If it is nice outside and you are the only caller from your end, it can sometimes be nice to go for a walk. I have taken calls on city walking trails and parking garages before. This might not be ideal for every call, but it’s a good option to have.

Join on time

When you schedule a meeting, you are making a promise to your attendees, you are taking up peoples time. if you fail to join people who could otherwise be doing useful work are instead waiting in dead silence for the call to begin.

Don’t be late.

If you absolutely must be late, make sure you send out a notification as early as possible to let them know of your delay or, even better, update the calendar invite with a new start time.

Sound

If you are taking the call alone, use headphones with a microphone. These typically sound better because the microphone is close to your mouth, but be mindful you don’t move around much if it is laying against your shirt. Avoid Bluetooth headphones unless you know they are of a high quality so you don’t sound robotic.

Mute yourself when you are not speaking. Learn how to mute your call in the software you use and make liberal use of that button.

If you are taking a call with multiple people, avoid using Laptop microphones. Also, be aware they can pick up the sound of every keystroke if you are typing while talking. We have a couple Jabra Speak 510’s in our office, and they work great.

Make sure you silence your phone and laptop.

I like to do a quick audio and camera check before I join a call, most conferencing software will have a screen for this in their settings. Check your Mic and Camera to make sure the correct devices are selected.

Pay Attention

If you aren’t presenting or on camera, it can be easy to pull out your phone and browse Reddit or stare blankly out a window, but try to pay attention having to ask “wait, what did you say again” can be embarrassing.

Put your devices in Do Not Disturb mode so you don’t get sidetracked by text messages or other notifications. iOS has a great feature where your phone will remain silenced until the end of your current calendar item.

For meeting hosts, try to stay on topic and keep people involved in the conversation, this will prevent wandering minds.

If you find a meeting has become sidetracked and the main topic is complete, please don’t hesitate to let people uninvolved in the side topic know they are free drop off.

Keep your desktop clean

If you are going to be sharing your screen, make sure your desktop is not cluttered. Take special care to remove documents with confidential or private information. Remove that funny meme your friend sent you. Just make sure your desktop has nothing that will embarrass you or your company. To make it easier, you can just make a folder called “clutter” and move everything in there.

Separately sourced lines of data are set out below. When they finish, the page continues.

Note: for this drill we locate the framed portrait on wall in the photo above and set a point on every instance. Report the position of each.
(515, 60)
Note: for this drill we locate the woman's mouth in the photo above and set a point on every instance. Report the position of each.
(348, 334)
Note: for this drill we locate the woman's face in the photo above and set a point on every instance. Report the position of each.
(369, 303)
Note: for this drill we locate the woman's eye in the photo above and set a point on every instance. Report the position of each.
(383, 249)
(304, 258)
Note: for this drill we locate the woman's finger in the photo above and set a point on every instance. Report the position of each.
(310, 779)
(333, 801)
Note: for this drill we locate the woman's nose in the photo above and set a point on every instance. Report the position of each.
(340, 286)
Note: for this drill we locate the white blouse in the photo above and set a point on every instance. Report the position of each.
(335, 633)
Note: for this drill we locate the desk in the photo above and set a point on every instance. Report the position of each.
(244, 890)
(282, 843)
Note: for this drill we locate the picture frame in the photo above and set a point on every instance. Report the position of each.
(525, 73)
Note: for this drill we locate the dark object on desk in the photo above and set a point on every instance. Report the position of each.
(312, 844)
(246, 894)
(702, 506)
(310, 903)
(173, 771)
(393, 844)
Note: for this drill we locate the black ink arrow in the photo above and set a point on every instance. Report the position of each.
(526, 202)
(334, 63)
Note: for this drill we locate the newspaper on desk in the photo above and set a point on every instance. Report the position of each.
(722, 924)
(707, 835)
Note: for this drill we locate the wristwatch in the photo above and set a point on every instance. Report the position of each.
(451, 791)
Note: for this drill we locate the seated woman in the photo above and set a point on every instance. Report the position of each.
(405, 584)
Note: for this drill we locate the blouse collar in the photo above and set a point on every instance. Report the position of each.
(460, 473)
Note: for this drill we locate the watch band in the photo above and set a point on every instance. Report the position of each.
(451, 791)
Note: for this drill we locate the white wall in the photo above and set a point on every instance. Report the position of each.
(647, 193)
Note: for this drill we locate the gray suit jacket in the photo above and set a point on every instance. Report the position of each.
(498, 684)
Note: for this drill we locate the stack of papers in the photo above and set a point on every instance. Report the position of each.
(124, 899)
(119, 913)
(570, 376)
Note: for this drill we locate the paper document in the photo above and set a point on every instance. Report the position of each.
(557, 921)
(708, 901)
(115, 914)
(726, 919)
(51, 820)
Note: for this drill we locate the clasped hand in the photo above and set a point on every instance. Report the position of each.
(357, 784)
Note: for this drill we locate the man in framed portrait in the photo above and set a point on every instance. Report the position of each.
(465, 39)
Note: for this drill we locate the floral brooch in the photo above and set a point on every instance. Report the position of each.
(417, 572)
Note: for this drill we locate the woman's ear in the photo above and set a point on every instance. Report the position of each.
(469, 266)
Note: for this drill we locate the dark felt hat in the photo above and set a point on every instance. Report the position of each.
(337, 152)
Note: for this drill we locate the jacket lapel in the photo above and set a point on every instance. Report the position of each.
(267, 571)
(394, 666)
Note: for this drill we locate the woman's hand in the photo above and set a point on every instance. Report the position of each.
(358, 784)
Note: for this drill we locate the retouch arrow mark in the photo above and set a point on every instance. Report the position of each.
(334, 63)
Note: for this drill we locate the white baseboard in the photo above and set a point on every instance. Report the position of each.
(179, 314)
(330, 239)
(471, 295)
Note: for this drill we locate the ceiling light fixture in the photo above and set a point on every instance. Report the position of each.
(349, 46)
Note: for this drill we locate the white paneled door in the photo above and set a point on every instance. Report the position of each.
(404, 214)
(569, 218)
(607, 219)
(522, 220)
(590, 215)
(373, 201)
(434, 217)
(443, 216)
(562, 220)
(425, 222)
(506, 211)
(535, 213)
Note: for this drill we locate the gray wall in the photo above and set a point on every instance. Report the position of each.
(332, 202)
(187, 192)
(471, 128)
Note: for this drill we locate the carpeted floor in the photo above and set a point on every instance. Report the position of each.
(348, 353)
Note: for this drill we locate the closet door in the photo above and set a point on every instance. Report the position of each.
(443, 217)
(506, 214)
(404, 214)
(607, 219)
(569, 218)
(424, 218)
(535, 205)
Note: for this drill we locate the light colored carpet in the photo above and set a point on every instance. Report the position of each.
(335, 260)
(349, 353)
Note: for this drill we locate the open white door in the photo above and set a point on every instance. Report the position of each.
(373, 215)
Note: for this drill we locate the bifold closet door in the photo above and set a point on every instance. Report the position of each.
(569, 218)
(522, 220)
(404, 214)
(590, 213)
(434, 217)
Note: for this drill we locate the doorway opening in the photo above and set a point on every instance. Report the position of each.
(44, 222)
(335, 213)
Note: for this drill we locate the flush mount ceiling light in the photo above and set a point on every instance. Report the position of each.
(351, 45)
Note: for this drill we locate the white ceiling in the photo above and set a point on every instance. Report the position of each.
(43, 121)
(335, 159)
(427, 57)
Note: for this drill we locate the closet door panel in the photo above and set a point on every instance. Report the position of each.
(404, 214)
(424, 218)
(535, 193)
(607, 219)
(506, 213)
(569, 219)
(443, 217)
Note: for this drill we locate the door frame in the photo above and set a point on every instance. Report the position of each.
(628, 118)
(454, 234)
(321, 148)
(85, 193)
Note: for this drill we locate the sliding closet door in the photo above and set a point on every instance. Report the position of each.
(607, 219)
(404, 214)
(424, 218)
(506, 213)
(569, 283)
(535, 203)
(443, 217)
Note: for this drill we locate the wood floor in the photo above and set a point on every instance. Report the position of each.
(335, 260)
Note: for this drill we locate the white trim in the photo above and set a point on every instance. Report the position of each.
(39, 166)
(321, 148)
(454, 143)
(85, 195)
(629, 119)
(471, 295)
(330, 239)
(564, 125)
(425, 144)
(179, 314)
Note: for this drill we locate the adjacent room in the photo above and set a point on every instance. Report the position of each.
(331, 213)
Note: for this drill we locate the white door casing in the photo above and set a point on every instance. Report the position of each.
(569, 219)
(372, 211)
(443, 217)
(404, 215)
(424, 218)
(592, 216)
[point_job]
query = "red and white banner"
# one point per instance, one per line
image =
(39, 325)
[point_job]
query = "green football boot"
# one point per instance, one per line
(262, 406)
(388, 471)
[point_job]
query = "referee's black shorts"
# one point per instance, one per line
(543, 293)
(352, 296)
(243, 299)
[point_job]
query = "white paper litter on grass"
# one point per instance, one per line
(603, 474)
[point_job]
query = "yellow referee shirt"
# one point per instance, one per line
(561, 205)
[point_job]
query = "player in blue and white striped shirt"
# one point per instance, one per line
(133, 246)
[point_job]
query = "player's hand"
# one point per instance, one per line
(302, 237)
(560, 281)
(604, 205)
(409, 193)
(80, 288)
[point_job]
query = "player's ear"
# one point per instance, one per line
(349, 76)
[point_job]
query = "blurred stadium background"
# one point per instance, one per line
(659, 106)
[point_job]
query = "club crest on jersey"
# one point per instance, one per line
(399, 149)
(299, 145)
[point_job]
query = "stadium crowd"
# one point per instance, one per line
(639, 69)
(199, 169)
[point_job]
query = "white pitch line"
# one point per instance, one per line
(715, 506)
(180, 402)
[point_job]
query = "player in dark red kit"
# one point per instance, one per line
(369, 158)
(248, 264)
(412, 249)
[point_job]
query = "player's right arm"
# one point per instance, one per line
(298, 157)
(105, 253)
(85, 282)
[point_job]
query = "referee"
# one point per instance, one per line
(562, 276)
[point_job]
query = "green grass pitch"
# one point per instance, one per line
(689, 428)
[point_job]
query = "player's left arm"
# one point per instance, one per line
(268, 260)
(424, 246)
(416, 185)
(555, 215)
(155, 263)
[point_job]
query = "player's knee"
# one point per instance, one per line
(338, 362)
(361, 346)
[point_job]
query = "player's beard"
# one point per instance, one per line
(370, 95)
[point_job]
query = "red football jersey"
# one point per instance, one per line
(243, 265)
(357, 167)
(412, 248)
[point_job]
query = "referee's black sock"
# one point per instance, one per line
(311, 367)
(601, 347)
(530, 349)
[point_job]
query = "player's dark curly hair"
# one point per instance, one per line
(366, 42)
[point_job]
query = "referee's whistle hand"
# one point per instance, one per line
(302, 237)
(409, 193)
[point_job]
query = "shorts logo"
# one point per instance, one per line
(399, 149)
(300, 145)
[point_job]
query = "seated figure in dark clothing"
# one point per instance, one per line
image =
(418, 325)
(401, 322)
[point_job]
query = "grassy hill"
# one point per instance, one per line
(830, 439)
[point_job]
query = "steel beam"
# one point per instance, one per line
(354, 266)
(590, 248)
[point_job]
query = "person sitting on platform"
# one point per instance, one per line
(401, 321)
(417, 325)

I’ve already mentioned Do Not Disturb mode several times in this post, but if you are screen sharing and you get an inappropriate text message from a friend, you will regret not silencing your notifications.

Do a camera check before joining video calls

Before you join the meeting fire up your camera and take a look at your background.

Check for clutter. Dirty laundry, trash, alcohol bottles… I have seen all of this, and it’s just unprofessional.

Make sure you don’t have proprietary information up on a whiteboard. If you do client work, this is especially important as it can have legal ramifications.

Check yourself. Look in the mirror, make sure you are as presentable as you would be in person.

Open Questions

Try to avoid asking undirected questions, try to keep them directed at individuals. Asking questions like these will cause one of three things to happen.

  1. Multiple people answer at the same time and they talk over each other
  2. No one talks and you get dead air and have to direct your question at a specific person anyways.
  3. What you want to happen, happens and the correct person and only that person answers.

You get a 1/3 chance for it to work, It’s awkward and you should just avoid it if possible.

If you are running a standup meeting, you get to pick who talks first, don’t open it up to the floor.

In Summary

I hope you found this useful and if you didn’t, great job, you were probably already doing the right thing.